Yes, humanities academia is severely flawed, not only in the ways that the author describes but also in the prevalence of pseudo-intellectual quackery in literature studies, cultural studies and areas of social sciences, philosophy, etc.
The newspaper appears to have forgotten to qualify the title to make clear that they were not talking about all academia.
A lot of biomedical science is also barely worth of the name science as it's not reproducible. And I'm sure you could find the same in physics and math too. But it's way easier to look at the humanities, not being able to understand the language used due to not having the required background and go "clearly it's worthless because I, someone with a degree in a completely different field, cannot understand it". And then endlessly point at the Sokal affaire.
But at least one time a nonsense mathematical paper, written by a computer, was accepted for publication. So clearly mathematics is a flawed, worthless field worthy only of derision, right? And a few nonsense computer science papers have also been accepted, so clearly also a worthless field.
A couple of points: specialized language in science is needed because science deals with things like genes, particles, and mathematical constructs that we have no words for in normal language. This often means that papers in, say, biology, are not only not understandable to chemists, but even to other fields of biology studying different things. This really isn't in the case in the humanities, which deal with the human experience we experience in daily life.

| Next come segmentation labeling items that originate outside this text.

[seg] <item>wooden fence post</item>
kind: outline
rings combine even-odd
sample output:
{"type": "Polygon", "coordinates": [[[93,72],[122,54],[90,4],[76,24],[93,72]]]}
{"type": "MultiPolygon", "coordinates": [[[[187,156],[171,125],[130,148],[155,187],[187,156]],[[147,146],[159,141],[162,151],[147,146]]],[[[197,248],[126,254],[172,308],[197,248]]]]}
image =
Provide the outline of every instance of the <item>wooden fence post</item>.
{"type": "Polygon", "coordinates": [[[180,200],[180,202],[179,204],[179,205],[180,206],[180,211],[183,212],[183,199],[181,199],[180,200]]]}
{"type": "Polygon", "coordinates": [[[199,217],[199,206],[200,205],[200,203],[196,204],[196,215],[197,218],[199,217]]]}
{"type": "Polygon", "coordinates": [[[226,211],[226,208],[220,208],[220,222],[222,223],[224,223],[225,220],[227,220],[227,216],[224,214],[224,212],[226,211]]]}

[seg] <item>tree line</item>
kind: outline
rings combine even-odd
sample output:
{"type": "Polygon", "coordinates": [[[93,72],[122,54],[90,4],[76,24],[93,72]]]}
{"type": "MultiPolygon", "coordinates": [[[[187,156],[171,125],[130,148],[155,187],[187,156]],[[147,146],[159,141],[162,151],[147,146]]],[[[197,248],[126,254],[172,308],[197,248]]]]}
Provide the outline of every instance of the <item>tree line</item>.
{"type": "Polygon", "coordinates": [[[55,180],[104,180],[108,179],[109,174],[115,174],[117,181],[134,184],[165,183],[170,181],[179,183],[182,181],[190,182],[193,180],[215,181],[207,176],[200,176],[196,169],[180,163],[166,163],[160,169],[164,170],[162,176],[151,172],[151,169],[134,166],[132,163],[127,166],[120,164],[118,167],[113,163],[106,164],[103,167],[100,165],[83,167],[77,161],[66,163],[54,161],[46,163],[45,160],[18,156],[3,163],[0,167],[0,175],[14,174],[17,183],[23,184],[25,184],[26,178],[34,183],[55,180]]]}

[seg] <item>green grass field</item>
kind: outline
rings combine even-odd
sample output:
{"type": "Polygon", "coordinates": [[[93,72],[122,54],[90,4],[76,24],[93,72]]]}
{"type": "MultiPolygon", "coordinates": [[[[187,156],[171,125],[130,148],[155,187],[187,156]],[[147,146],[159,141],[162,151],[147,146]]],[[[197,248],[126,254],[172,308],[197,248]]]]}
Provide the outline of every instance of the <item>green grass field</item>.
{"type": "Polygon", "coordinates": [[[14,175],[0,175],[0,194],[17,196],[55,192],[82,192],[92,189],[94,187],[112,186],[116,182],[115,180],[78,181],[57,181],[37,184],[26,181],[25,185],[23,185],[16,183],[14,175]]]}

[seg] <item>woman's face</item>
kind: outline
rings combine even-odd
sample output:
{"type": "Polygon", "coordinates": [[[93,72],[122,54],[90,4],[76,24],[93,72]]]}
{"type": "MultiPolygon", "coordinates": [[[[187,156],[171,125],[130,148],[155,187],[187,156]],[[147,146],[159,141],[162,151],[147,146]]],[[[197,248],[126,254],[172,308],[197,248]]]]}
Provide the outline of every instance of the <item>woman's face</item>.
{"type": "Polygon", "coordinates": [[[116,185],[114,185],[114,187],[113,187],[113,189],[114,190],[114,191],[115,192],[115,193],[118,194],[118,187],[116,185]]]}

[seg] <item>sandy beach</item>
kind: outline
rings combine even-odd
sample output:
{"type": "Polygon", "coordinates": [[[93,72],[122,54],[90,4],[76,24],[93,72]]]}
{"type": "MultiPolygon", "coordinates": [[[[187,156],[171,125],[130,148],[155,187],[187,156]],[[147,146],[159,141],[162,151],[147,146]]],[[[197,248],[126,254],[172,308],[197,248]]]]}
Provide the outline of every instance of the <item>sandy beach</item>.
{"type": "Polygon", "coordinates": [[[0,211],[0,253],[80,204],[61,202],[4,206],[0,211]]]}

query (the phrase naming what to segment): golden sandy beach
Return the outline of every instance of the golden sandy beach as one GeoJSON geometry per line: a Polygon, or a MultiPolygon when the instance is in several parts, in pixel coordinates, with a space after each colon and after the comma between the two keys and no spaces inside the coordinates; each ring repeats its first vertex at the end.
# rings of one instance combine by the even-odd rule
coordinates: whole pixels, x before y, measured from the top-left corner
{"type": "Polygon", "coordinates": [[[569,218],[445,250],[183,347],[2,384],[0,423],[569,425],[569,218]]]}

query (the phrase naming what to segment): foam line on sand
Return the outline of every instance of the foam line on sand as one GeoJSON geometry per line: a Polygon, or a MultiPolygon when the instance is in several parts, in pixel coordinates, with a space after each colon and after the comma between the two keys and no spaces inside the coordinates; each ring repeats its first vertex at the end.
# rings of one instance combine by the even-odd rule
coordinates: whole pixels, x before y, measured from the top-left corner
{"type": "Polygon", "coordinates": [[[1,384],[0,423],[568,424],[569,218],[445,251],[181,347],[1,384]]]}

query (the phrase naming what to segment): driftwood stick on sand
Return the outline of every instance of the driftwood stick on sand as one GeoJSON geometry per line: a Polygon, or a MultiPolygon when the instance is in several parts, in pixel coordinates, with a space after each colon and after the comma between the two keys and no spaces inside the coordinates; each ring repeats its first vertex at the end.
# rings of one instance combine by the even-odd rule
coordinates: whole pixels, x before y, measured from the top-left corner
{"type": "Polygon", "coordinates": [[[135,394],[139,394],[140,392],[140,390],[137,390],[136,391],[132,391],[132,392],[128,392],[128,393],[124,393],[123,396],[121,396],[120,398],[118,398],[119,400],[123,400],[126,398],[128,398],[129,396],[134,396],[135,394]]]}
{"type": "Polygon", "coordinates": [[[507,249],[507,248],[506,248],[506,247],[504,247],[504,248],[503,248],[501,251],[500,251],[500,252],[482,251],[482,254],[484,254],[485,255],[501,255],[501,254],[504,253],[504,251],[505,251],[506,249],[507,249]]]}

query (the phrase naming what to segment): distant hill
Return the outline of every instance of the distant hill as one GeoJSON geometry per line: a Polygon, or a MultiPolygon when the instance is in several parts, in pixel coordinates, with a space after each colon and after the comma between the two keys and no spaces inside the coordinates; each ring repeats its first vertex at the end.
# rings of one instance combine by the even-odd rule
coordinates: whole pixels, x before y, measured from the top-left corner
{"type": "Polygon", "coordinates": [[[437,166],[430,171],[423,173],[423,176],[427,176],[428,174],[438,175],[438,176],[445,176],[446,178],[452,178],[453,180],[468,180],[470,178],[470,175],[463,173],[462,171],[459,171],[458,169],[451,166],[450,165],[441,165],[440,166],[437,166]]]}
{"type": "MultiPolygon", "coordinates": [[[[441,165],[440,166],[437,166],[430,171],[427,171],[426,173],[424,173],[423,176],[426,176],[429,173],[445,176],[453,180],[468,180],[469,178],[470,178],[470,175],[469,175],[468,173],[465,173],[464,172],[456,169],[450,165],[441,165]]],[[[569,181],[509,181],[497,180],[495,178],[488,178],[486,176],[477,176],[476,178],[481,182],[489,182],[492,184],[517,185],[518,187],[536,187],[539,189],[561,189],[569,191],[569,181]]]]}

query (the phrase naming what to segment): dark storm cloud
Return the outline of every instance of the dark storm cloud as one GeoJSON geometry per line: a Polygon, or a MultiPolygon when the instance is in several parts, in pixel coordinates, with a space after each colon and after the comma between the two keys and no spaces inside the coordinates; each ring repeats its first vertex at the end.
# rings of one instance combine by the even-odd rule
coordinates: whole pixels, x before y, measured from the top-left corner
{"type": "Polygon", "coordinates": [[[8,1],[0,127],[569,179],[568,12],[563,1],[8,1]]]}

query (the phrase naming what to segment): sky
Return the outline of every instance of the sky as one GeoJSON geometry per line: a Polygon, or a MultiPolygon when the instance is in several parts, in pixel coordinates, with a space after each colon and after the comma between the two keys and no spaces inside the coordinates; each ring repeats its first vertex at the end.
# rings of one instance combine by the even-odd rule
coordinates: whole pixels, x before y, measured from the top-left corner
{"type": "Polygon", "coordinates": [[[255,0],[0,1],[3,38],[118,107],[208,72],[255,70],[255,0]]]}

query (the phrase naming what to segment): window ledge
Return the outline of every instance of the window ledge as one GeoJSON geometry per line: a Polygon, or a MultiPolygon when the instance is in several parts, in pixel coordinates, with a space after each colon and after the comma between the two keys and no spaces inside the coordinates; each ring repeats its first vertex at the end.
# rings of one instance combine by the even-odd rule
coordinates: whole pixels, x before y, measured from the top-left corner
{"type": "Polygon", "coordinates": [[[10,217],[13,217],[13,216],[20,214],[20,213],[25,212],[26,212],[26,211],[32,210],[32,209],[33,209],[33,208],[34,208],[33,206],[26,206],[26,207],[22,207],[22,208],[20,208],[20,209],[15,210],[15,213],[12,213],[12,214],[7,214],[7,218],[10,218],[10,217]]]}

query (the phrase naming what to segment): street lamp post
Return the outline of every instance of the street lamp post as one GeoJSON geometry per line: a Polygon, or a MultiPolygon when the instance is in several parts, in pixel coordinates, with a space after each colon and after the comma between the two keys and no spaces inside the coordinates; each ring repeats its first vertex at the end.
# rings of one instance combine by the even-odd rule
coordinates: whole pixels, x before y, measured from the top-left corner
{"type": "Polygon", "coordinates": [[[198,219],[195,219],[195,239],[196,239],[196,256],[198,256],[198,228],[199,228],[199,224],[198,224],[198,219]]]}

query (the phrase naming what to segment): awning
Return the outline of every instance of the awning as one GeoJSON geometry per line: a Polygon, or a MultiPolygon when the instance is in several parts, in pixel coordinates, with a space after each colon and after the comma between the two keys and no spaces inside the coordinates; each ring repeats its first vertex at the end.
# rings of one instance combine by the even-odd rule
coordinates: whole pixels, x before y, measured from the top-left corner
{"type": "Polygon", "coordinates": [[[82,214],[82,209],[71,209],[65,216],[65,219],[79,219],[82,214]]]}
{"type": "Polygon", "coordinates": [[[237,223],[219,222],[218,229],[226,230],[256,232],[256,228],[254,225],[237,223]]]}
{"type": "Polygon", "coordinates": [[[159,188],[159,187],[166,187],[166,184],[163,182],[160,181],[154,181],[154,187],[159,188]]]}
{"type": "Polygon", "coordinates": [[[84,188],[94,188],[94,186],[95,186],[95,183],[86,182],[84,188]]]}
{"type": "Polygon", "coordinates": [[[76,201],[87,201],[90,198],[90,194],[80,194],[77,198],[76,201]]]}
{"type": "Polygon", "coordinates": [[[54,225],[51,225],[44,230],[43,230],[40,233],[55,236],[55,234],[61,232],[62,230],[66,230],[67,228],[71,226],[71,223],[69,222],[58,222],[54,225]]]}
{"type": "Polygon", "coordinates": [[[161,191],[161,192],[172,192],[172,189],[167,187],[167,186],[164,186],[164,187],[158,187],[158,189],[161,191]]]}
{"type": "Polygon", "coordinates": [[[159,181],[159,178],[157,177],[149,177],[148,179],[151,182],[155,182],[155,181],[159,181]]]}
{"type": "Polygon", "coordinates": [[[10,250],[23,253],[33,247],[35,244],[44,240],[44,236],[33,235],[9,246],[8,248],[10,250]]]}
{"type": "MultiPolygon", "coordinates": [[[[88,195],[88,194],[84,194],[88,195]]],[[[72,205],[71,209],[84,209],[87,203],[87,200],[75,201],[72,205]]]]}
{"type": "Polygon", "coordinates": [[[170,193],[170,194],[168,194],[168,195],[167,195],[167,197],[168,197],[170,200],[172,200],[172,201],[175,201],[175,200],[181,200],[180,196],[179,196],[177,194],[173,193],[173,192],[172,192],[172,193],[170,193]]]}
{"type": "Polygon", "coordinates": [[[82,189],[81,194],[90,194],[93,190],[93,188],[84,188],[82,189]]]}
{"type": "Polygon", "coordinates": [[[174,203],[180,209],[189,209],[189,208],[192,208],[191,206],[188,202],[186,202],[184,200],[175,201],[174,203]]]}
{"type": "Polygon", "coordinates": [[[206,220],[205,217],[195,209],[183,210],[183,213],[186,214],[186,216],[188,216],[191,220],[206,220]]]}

There often the point is to sound as complicated as possible to hide the fact that nothing much is being said.
The "Sokal Text" affair tends to overwhelm Sokal's bigger accomplishment, the book "Fashionable Nonsense" (with Jean Bricmont). There he shows how famous scholars like Lacan and Deleuze threw random scientific terms into their works in contexts where nothing scientific is being said as a way to sound "deep".
The reproducibility problem in science is real, but oftentimes people confuse reproducibility (i.e. I give concentration X of compound Y to mice of strain Z, and 50% develop cancer within a month and you do the same and get a similar result) with failure of generalization (You change the concentration or mouse strain and get a different result and write a paper saying I'm wrong).
The newspaper appears to have forgotten to qualify the title to make clear that they were not talking about all academia.